I have reviewed the LIMMA manual (esp. sections 9.6.1 and 9.6.2), and need conceptual help in applying either this approach to my experimental design or suggestions to use an alternative approach.
My microarray RNA data is as follows: Two tissue types, five time points (0, 6, 24, 72, 168 hours), ~20 subjects, with each subject having up to 3 samples collected for each tissue at various time points (IRB restrictions).

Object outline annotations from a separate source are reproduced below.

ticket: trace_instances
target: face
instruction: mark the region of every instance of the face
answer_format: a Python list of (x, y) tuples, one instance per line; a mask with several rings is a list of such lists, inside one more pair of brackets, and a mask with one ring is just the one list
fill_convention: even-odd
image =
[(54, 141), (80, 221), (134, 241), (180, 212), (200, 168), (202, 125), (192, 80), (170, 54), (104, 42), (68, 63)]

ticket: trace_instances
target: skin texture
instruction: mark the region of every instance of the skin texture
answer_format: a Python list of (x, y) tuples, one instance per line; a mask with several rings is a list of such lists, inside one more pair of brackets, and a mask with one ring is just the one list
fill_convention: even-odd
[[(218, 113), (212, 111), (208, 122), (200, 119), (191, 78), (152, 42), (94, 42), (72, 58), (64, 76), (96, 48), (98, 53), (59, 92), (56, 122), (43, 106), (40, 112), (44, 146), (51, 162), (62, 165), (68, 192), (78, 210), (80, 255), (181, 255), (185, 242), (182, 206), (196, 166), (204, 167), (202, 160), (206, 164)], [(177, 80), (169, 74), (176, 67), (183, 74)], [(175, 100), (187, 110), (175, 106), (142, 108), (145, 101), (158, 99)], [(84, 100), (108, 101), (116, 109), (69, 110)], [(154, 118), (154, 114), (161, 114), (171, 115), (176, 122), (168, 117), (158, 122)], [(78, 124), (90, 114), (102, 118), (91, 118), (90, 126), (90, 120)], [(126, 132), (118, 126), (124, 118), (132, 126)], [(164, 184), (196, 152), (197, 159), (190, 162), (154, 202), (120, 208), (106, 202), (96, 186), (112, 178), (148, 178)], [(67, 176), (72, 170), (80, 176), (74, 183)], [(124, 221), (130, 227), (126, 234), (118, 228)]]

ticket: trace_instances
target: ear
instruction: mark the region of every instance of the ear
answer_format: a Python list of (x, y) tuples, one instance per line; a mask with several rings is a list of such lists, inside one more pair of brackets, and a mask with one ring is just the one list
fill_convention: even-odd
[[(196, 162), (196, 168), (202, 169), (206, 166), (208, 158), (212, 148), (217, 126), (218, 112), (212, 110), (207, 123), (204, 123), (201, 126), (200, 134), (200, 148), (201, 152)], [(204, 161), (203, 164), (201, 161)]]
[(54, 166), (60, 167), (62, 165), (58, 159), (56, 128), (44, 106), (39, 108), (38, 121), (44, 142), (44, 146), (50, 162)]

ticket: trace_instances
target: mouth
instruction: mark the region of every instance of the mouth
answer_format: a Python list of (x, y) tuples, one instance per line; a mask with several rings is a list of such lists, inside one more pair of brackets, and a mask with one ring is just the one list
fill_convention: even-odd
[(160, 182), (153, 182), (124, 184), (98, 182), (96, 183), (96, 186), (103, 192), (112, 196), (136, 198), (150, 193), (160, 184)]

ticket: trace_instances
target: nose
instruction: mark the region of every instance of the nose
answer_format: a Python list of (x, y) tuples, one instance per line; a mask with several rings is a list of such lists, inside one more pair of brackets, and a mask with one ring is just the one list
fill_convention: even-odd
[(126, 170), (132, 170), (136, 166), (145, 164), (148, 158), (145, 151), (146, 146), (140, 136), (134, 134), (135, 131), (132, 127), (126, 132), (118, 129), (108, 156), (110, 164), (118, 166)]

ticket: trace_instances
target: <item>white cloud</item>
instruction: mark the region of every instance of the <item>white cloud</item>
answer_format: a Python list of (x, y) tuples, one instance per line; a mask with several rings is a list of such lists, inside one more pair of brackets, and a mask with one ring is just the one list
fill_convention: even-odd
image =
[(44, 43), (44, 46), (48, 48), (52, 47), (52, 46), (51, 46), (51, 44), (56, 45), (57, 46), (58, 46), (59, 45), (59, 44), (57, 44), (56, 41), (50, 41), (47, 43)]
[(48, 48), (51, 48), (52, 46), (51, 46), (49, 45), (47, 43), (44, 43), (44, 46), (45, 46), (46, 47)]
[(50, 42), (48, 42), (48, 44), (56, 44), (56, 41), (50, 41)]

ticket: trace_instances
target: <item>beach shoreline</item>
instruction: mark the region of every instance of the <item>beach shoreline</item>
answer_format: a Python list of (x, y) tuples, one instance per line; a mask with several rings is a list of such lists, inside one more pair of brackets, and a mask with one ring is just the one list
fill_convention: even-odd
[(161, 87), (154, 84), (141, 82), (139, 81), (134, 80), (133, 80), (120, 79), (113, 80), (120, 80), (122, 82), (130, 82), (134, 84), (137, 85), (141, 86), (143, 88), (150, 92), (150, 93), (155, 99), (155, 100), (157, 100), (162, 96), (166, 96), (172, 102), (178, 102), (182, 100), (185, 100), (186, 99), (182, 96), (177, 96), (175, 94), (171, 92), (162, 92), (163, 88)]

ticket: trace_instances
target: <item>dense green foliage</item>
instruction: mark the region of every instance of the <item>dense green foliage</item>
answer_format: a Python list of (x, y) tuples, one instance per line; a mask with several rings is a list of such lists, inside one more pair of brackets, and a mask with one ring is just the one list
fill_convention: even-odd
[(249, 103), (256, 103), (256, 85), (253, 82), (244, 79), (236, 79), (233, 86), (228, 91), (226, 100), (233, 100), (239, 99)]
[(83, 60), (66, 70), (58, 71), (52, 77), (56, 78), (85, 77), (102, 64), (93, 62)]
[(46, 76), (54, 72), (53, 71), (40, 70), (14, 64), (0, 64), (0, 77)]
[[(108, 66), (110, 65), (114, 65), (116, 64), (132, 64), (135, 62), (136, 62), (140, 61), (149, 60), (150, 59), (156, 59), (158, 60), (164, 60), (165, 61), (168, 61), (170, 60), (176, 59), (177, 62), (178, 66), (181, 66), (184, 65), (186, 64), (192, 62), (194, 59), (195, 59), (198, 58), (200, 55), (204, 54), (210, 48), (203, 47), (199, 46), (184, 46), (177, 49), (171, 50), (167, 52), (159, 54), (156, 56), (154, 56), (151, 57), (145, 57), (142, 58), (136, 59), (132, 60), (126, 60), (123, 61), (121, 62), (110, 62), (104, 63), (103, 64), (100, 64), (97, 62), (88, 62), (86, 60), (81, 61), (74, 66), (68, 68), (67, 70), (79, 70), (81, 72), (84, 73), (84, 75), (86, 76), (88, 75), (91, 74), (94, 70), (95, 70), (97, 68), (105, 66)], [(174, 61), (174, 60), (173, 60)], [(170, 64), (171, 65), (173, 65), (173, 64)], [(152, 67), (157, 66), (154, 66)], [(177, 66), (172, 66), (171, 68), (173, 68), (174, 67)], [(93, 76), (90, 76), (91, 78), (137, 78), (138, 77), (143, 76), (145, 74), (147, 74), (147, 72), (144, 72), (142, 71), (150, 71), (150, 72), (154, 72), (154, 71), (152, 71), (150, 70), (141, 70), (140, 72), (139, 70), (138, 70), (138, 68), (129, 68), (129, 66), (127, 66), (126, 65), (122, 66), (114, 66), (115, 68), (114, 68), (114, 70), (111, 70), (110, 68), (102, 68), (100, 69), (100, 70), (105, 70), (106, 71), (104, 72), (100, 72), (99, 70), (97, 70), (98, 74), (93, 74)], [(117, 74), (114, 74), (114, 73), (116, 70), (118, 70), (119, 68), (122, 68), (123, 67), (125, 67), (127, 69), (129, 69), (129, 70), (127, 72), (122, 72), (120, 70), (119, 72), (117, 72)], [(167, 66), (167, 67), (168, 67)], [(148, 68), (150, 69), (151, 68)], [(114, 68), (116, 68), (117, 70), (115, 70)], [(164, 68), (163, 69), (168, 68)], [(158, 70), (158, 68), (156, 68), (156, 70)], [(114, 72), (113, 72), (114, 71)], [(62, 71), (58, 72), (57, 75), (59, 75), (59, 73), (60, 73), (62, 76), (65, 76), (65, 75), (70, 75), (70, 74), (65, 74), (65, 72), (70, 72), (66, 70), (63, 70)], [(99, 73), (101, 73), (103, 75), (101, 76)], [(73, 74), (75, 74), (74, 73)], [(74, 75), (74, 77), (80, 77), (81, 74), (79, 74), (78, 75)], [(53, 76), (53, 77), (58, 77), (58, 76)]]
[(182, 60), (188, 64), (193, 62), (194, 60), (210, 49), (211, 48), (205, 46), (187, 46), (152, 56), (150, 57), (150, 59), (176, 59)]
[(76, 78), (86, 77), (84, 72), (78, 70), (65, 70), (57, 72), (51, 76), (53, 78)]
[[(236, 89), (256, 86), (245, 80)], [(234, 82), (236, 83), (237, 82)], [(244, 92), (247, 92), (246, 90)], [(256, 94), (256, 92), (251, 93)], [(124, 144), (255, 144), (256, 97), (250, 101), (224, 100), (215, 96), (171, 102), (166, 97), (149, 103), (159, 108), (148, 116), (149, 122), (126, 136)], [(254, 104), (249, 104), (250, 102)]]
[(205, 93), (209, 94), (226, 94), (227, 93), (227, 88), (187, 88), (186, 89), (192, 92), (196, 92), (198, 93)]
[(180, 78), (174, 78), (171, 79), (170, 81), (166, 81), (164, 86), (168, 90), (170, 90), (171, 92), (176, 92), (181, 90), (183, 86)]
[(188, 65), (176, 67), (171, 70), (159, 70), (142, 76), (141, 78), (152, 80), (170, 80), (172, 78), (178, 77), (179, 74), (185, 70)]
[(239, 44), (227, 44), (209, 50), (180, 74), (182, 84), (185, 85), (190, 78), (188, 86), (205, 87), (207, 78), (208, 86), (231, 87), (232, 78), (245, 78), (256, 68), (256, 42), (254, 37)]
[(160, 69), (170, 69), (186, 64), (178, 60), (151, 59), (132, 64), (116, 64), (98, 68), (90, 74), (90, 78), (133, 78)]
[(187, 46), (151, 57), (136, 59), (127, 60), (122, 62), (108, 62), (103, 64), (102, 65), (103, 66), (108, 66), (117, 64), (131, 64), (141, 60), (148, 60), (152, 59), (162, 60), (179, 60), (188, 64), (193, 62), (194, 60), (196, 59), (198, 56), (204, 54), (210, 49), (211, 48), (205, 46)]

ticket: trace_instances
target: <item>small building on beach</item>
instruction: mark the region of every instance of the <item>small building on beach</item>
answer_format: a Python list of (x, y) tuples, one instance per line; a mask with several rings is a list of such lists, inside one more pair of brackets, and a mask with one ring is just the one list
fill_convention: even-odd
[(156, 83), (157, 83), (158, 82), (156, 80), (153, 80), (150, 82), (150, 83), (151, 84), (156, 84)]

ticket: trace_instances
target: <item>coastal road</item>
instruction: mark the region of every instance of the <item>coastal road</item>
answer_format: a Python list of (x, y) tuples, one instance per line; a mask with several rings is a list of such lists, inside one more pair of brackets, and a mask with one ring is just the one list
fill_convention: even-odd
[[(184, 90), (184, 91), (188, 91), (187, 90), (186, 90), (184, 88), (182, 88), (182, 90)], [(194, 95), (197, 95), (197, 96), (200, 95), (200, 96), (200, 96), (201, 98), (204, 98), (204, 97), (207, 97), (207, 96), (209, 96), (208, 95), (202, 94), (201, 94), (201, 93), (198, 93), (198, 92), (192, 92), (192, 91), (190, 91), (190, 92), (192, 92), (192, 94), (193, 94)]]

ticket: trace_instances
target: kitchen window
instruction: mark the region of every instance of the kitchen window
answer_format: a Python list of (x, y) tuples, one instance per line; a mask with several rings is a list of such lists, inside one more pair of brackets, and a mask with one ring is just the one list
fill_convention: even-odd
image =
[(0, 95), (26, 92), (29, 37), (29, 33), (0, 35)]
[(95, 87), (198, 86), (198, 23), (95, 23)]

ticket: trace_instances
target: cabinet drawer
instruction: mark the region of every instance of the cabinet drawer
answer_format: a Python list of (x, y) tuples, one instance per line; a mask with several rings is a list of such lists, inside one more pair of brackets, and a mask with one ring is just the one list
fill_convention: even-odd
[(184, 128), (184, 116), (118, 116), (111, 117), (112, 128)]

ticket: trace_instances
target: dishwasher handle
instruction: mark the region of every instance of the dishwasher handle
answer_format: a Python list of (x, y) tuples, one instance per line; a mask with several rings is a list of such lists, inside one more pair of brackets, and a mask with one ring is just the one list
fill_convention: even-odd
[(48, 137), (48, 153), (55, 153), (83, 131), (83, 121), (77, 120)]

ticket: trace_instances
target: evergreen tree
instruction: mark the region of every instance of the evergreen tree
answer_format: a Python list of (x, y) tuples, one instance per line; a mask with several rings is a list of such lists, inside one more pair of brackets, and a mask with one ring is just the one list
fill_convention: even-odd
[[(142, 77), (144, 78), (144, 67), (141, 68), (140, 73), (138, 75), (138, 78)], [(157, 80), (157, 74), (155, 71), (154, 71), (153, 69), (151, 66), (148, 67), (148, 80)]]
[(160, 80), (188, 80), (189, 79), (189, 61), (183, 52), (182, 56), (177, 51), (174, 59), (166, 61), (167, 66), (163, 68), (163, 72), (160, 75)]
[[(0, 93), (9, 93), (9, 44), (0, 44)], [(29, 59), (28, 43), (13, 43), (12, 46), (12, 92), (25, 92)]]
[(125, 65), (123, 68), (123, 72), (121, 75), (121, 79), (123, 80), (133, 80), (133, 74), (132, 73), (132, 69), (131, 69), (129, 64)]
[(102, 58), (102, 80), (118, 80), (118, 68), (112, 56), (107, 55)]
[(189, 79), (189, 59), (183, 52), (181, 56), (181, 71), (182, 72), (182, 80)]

A wound is made and the time zero collection is the "baseline" expression profile for each tissue.
I wanted to ask the following questions but can not wrap my head around the best approach in terms of setting up the design matrix. Questions:
1) How do the tissues independently respond to wounding over time?
I could compare each tissue after wounding to it's baseline time 0hr doing various contrasts (M6-M0, M24-M0, M72-M0, etc), but the issue I find here is that the two tissues are completely different at time 0hr. This means my "control" or "baseline" that I'm comparing subsequent time points to is different between the two tissues and that I cannot really compare the results (like an intersect or overlap) between the two tissues. Would it make sense to group M0 and C0 as a control group?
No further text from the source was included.